Пошла полным ходом большая, чреватая непредсказуемыми последствиями игра на понижение, в результате которой душа европейца, если и не ушла в пятки, то опустилась в гениталии. Не замедлили появиться услужливые проводники, которые, вслед за Фрейдом, стали настойчиво рекомендовать отыскивать её именно там. Тот, кто следовал их советам, уже не мог твёрдо и однозначно сказать себе и другим, где он находится – в легитимном ли поле культуре или же в пространстве чего-то недолжного, девиантного, имморального, нечистого, а то и просто откровенно низкого, грязного, извращенного.
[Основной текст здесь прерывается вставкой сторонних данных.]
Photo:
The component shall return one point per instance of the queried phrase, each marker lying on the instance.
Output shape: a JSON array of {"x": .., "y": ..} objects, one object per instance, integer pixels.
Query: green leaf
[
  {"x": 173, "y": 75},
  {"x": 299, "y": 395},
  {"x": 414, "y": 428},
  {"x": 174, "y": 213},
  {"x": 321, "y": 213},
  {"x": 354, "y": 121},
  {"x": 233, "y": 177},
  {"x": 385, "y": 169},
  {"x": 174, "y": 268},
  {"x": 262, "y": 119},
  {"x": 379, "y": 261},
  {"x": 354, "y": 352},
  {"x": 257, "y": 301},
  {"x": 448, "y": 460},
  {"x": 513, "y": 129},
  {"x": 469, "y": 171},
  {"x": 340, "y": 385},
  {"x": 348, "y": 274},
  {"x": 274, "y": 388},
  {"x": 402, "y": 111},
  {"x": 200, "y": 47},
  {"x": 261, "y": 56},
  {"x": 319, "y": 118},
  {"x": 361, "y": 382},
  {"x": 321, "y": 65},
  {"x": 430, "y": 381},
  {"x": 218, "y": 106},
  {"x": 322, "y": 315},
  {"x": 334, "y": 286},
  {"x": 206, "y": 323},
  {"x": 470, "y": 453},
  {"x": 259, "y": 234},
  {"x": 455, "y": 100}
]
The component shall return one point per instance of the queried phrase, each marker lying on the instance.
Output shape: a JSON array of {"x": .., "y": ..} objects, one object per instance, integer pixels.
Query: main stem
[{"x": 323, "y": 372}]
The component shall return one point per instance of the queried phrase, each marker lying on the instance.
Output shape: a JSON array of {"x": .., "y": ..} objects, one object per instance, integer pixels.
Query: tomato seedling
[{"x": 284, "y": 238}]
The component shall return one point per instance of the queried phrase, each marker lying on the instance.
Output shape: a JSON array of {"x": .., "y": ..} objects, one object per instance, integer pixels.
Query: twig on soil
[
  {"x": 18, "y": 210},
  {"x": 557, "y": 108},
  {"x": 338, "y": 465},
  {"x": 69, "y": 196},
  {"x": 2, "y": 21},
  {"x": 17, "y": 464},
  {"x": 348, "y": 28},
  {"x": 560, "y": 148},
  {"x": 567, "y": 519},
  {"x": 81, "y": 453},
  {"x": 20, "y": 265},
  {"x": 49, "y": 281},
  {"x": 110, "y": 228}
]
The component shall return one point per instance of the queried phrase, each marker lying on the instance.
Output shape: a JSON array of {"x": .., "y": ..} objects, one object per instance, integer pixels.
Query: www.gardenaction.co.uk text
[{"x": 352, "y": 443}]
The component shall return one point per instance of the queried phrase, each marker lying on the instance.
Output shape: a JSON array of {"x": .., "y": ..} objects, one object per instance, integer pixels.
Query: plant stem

Но вернёмся, однако, к собирательному образу нашего символического Берлиоза II. Уж, о ком, о ком, но о нём никак нельзя сказать, что он откровенный апологет имморализма. Ведь, он, например, не скупится на жесткие оценки морального облика Венеции, за которой издавна закрепилась репутация старинного гнезда пороков, города куртизанок и наёмных убийц. И хотя в наше время эти оценки большей частью не оправданы, всё же находится не мало желающих воспользоваться ими. Но примечательно, что как только речь заходит об отношениях Ашенбахе и Тадзио, оценочная трезвость мгновенно улетучивается из речей нашего интеллектуала и сменяется горячей эстетической апологетикой пикантной контроверзы.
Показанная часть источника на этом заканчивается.